Ghana’s Anti-Money Laundering Body Cites Virtual Currency Use as National Security Risk
Ghana’s Financial Intelligence Centre says the use of bitcoin and kitiwa is a severe risk to the country’s security.
Ghana’s Financial Intelligence Centre says the use of virtual markets and virtual currencies such as bitcoin and kitiwa is a severe risk to the country’s security.
The assessment is based on available international records that show insurgencies have been funded from Ghana.
Saddled with combating money laundering and terrorist financing, the centre is now working to make Ghana the first country in West Africa to publish its national risk assessment.
Africa moves to cashless economy
The country will also undergo the second phase of a regional mutual evaluation against money laundering in its readiness to fight the crime, added the centre’s CEO, Samuel Essel.
The assessment, designed in September 2014 to prevent money laundering and combat terrorist financing, is in line with the recommendations of the Financial Action Task Force (FATF) for countries to identify, assess, and understand money laundering and combat terrorist financing risks within their jurisdiction and then take action and apply resources to mitigate them.
More African countries are moving towards a cashless economy and more Africans are using Bitcoin particularly for its ease of use and transparency features.
Nethertheless, official statements that tie various electronic payment platforms including bitcoin to money laundering and terrorism financing create doubts in the larger population that is yet to understand the disruptive tendency of the digital currency.
Governments plan regulation
The situation has been worsened by the several plans mentioned by African governments to regulate bitcoin use across the region through relevant institutions with none having achieved anything concrete yet.
Rather, lingering talks of impending policies have become another factor that has added to the low level of public awareness about bitcoin to aid lack of interest in Africa’s growing fintech sector. In a position paper on virtual currencies by the South African Reserve Bank, it described Bitcoin, LiteCoin and Ripple as decentralised virtual currencies, stressing that there is potential for real growth of bitcoin in its current operational environment. However, the bank added that the currencies are not legal tender to be used as payment for the discharge of any obligation in a manner that suggests they are perfect substitute of legal tender in any part of the country.

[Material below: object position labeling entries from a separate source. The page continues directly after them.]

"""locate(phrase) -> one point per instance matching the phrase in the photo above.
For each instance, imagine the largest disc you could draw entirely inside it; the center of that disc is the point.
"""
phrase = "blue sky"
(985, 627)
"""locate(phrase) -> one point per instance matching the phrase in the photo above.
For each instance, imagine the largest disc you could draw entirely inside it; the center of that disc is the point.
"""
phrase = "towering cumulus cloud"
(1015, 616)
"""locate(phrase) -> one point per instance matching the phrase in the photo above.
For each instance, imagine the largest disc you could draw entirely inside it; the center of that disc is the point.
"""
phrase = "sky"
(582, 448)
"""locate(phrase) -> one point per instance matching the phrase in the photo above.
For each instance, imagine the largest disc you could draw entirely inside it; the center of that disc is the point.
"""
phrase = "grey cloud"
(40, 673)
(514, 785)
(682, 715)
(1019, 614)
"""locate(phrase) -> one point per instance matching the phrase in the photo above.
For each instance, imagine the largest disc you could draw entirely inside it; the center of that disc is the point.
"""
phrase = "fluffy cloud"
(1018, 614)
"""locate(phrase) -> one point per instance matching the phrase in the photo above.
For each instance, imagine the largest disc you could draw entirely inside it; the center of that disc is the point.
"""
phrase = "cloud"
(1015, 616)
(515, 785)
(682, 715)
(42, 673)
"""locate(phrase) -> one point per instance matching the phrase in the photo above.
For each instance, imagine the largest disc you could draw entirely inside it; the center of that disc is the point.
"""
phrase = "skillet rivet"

Kenya and Nigeria cautious
The situation is the same in Kenya with Apex bank stating in December that no entity is currently licensed to offer money remittance services and products in Kenya using virtual currencies such as Bitcoin.

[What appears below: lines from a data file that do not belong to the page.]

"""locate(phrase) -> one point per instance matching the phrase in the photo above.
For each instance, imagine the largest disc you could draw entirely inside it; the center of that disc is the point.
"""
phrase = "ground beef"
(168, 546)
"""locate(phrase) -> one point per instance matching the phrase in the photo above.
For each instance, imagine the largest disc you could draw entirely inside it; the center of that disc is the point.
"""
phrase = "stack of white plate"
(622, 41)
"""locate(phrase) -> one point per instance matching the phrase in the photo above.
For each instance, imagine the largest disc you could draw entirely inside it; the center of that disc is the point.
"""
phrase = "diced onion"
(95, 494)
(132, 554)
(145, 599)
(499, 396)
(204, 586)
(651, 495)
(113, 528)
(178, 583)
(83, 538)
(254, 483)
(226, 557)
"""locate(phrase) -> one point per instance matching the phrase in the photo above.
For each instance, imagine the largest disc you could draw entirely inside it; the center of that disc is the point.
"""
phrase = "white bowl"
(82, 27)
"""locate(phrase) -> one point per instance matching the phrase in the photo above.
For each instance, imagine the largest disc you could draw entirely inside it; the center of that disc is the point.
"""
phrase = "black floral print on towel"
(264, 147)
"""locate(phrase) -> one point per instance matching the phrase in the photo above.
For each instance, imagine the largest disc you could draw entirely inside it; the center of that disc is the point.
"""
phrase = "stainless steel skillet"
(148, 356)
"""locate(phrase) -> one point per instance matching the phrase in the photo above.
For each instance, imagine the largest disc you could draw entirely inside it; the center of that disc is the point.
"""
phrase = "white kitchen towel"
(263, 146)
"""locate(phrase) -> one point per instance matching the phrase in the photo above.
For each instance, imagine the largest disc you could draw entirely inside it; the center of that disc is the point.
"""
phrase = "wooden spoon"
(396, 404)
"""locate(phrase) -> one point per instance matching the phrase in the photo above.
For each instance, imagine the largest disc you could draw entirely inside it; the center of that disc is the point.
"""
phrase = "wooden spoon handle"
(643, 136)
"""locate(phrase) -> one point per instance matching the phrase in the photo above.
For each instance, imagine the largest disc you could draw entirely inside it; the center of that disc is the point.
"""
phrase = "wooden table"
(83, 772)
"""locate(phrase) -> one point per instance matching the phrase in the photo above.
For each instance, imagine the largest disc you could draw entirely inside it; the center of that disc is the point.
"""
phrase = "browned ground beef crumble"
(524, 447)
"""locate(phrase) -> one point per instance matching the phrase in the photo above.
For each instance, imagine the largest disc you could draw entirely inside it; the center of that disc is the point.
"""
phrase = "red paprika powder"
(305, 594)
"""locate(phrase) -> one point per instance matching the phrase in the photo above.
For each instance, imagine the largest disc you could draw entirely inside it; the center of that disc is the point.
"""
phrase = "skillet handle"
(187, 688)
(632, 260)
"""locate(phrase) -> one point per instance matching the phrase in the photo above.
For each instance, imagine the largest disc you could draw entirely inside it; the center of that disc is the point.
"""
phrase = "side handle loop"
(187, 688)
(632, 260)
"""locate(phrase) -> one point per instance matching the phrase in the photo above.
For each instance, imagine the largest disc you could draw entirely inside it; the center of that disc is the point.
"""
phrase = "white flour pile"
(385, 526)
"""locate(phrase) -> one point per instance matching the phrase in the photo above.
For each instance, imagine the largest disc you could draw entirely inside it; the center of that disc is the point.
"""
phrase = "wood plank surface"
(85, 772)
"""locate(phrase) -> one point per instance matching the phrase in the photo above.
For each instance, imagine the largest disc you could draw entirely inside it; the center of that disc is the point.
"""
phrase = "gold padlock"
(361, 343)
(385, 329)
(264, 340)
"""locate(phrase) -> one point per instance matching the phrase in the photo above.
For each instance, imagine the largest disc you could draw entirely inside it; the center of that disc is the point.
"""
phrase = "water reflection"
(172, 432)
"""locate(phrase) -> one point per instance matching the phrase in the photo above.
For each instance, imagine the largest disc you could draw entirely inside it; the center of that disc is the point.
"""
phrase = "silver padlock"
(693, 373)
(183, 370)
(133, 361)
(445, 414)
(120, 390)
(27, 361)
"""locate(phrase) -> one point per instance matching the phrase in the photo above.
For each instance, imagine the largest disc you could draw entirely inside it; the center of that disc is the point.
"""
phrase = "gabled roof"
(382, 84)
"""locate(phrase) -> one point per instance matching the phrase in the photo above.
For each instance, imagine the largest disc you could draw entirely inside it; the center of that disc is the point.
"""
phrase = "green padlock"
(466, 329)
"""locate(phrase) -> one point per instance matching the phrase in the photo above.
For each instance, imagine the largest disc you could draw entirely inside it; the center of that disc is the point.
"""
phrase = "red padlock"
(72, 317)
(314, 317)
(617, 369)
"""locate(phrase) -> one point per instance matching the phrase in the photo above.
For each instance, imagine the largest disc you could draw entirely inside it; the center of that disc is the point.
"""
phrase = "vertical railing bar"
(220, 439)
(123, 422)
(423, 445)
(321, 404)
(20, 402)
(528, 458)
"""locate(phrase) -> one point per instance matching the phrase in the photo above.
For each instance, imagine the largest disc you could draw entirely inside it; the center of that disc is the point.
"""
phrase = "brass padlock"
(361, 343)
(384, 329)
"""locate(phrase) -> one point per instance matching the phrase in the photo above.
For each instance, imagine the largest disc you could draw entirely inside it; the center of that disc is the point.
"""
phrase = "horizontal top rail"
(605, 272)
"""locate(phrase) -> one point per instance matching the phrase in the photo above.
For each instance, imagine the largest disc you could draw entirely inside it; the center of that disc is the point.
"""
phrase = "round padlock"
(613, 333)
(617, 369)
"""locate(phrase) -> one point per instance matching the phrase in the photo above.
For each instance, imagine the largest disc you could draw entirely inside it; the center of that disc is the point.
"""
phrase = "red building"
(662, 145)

In Africa’s largest economy, Nigeria, its central bank has indicated its intention to regulate bitcoin use in the country specifically to deter its potential use for money laundering and terrorist financing.
All these are coming at a time when the world’s largest money transfer firm, Western Union, is investing in Digital Currency Group which supports bitcoin and blockchain startups, so as to keep its “eye on innovation” according to Western Union’s chief technology officer, David Thompson. Hence, it is believed that, with time, bitcoin validation from Western Union and other such global firms will improve awareness among Africa’s tech-savvy generation and mitigate the various layers of negativity about the digital currency.
Ghana ahead of others
Reassuringly, ongoing private sector initiatives will complement such efforts. In Ghana, for example, the FIC CEO mentioned the use of Bitcoin and Kitiwa as some of the most used mediums for money laundering since they use peer-to-peer technology with no central authority.

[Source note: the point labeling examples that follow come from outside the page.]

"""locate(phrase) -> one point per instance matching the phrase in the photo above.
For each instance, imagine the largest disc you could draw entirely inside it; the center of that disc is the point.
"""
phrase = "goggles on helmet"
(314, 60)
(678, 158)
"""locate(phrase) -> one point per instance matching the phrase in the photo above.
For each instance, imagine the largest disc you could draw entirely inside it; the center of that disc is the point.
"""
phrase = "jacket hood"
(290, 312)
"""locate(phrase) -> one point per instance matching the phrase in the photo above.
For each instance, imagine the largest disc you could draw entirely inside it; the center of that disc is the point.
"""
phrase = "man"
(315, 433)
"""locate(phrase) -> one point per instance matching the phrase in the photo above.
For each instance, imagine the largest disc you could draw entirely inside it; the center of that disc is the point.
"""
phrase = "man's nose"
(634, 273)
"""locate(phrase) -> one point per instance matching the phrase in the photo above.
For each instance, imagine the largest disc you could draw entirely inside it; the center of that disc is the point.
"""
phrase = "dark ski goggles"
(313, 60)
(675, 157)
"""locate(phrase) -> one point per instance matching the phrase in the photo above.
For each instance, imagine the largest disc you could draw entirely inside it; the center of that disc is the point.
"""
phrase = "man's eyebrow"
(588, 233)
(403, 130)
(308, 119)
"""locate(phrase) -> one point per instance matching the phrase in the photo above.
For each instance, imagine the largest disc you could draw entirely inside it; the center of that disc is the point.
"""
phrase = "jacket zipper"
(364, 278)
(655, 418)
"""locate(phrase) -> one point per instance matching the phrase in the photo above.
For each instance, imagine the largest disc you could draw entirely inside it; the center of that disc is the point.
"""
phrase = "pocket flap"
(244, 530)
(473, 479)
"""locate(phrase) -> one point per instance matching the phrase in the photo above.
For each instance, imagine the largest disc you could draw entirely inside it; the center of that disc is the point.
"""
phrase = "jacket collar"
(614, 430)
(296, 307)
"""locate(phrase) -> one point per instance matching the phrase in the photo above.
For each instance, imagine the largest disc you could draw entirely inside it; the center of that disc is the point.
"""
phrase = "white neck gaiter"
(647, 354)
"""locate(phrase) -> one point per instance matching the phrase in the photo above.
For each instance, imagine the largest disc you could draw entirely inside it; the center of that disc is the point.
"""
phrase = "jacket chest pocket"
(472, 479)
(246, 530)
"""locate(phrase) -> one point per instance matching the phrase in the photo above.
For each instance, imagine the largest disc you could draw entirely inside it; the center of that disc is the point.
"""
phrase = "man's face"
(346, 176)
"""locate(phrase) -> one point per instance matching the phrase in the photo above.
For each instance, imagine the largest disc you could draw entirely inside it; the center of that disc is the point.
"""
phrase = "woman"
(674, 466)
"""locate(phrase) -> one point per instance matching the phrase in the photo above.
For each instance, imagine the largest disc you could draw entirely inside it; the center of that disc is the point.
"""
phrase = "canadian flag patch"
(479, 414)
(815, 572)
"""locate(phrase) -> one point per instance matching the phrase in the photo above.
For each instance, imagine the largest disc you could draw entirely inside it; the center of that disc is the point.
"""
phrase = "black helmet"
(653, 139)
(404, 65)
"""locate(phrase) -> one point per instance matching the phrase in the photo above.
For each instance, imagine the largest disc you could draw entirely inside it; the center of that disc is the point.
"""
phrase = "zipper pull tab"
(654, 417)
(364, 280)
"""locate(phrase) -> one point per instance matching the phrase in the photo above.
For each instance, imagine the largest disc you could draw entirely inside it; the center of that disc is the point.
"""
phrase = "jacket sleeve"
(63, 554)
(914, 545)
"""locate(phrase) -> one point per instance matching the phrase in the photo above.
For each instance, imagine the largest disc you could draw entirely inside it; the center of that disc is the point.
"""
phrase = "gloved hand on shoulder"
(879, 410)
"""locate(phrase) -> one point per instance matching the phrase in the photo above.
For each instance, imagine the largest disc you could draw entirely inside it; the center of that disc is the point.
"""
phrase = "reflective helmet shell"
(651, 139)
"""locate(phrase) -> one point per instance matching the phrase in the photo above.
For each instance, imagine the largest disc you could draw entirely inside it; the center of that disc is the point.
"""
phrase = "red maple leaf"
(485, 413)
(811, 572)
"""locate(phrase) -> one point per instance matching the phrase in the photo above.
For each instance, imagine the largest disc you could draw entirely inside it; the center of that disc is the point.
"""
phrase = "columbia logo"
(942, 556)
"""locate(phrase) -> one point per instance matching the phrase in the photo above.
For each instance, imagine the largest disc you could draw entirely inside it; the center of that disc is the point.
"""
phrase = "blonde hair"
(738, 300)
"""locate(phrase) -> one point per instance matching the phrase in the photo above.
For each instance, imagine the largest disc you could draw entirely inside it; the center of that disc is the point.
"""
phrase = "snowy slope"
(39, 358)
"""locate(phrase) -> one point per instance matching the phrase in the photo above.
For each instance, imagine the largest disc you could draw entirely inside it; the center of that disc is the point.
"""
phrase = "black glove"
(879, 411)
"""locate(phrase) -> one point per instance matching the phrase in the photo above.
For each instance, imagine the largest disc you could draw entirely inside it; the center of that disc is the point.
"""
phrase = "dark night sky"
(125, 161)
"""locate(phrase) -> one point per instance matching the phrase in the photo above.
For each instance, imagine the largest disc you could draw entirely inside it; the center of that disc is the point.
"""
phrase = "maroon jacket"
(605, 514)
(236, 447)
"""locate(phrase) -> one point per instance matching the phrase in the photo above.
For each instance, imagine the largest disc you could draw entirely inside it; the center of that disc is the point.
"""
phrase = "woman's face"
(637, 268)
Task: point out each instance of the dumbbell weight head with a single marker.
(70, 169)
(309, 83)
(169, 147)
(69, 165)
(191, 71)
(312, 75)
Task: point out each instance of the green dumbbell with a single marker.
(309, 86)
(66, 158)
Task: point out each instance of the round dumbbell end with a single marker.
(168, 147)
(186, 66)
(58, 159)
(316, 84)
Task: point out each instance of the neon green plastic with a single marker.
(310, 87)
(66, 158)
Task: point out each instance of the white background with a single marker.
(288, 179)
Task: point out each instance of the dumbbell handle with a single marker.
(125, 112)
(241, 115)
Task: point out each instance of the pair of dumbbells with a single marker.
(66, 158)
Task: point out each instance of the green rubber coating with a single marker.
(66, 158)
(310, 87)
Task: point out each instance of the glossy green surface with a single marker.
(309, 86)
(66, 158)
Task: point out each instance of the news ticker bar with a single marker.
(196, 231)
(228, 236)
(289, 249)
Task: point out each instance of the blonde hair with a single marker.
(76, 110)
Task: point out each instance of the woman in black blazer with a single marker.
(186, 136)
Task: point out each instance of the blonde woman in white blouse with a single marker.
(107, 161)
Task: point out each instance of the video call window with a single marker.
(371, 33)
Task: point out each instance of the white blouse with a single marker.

Still, some bitcoin-related projects have emanated from the country to global commendations – it had a workable DIY land title recorded on a developed and tested blockchain last year by Bitnation and the country produced the first company to create a bitcoin-producing farm this year.
However, whether and when a possible collaboration could be achieved among relevant stakeholders – and if such cooperation would settle the identified differences – for a common understanding of issues surrounding the growing use of bitcoin in Africa and other parts of the world will only be determined with time.